Beginning in the 1920s, he emerged as an expert on malaria, and was at the forefront of efforts to eradicate the disease in Romania. His research included experimental infection and, at Tomești, a malaria study station he founded in 1931. He was a friend and collaborator of British malaria researcher Percy George Shute, who visited Iași several times. Ciucă undertook numerous research visits, not only to malaria-affected areas of Europe, but also to India, China, Indochina and Korea. In 1938, he was elected a titular member of the Romanian Academy.

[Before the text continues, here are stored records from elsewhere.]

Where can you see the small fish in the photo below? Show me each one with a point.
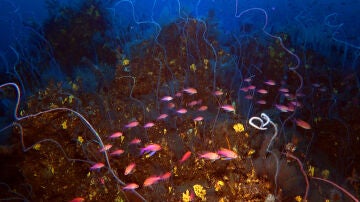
(151, 180)
(244, 89)
(210, 156)
(192, 103)
(135, 141)
(190, 91)
(203, 108)
(162, 116)
(149, 125)
(282, 108)
(262, 91)
(181, 111)
(302, 124)
(132, 124)
(97, 166)
(248, 79)
(218, 93)
(131, 186)
(262, 102)
(198, 118)
(77, 199)
(284, 90)
(129, 169)
(117, 152)
(171, 105)
(296, 103)
(185, 157)
(178, 94)
(115, 135)
(228, 108)
(167, 98)
(227, 154)
(150, 148)
(165, 176)
(270, 82)
(105, 148)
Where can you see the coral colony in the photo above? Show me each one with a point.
(151, 111)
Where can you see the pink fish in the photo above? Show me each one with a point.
(284, 90)
(185, 157)
(227, 154)
(131, 186)
(167, 98)
(296, 103)
(151, 180)
(192, 103)
(171, 105)
(117, 152)
(150, 148)
(244, 89)
(248, 79)
(218, 93)
(105, 148)
(210, 156)
(262, 102)
(302, 124)
(198, 118)
(129, 169)
(115, 135)
(97, 166)
(282, 108)
(228, 108)
(270, 82)
(202, 108)
(178, 94)
(77, 199)
(135, 141)
(262, 91)
(165, 176)
(132, 124)
(149, 125)
(162, 116)
(190, 91)
(181, 111)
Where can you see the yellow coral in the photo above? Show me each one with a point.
(126, 62)
(218, 185)
(200, 191)
(193, 67)
(239, 128)
(298, 198)
(186, 196)
(80, 139)
(64, 124)
(37, 146)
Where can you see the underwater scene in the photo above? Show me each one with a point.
(179, 100)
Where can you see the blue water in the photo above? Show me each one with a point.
(86, 49)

Ciucă's distinctions included the Order of the Star of Romania (officer), the Order of the Crown (officer, with swords), the Military Virtue Medal, Croix de Guerre and Legion of Honour. He was awarded the Darling Foundation Prize with Pyotr Grigorievich Sergiev for their services in the field of malariology (1966).

Ciucă was an avid art collector; his home office was covered with paintings by Jean Alexandru Steriadi and Dumitru Ghiață, and he had more paintings in his house by Gheorghe Petrașcu (a friend of his), Iosif Iser, and Theodor Pallady. He made two donations of his art collection to the Romanian Academy; the first donation (from 1954) included 260 engravings, while the second donation (from 1966) consisted of 31 engravings and 7 drawings and watercolors. These works included 98 lithographs by Honoré Daumier and engravings by Théodore Géricault, Henri de Toulouse-Lautrec, Paul Huet, Eugène Leroux, Charles-François Daubigny, Édouard Manet, Jean-François Millet, Alphonse Legros, and Eugène Carrière, as well as Albrecht Dürer, Anthony van Dyck, Rembrandt, Jan Dirksz Both, Johan Jongkind, and James Ensor. Another part of the donation included 18 Japanese prints, which entered the collection of the Romanian Academy Library.

In 1983, Poșta Română issued a 1 leu stamp in his honor. The high school in Săveni was named after him in 1992. Streets in Bucharest and Iași are also named after him.